On the way, the new monarch visited the new Pope (Gregory X, his former traveling companion, Teobaldo Visconti), Philip III, and his great-uncle Philip I of Savoy, suppressed a rebellion in Gascony, and arranged the marriage of his four-year-old daughter Eleanor to Alfonso of Aragon (the future Alfonso III the Free), as well as that of his son Henry to Joan of Navarre (who would also reign in France as the wife of Philip IV). And finally, once back, he was crowned in Westminster Abbey by the Archbishop of Canterbury on August 19, 1274. Then he removed the crown, vowing not to wear it again until he had recovered all the lands his late father had lost.

The Ninth Crusade had lasted barely a year and was the last one, as Gregory X called for another that never took off, and his successor, Martin IV, would accept the Venetian proposal to wage it not against the Mamluks but against the Byzantines.
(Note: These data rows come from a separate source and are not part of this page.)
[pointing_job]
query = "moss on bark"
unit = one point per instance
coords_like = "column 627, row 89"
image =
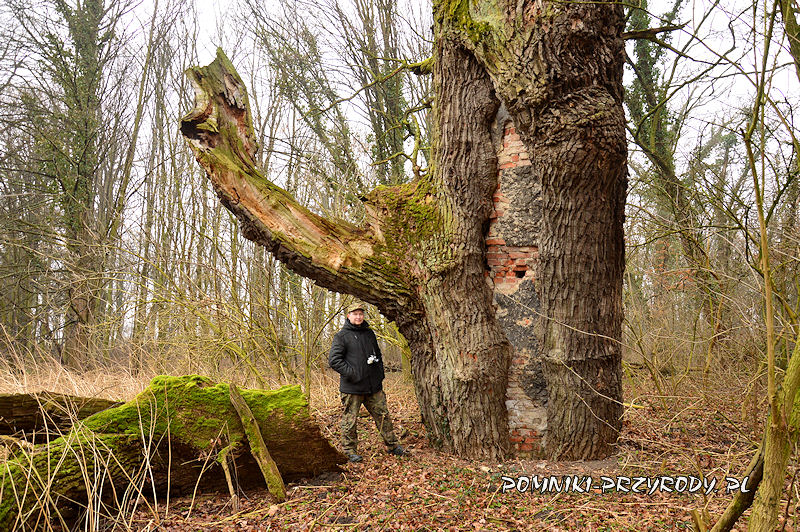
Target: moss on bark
column 168, row 437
The clauses of the peace agreement between Edward and Baibars stipulated that the Christians would retain two territories: one, the coastal strip between Acre and Sidon; the other, the County of Tripoli (which occupied the north and west of what are now Lebanon and Syria, respectively).

They needed no external enemy because they became embroiled in a full-blown civil war that pitted Hugh III against Charles of Anjou. Weakened, those kingdoms would eventually fall into Islamic hands.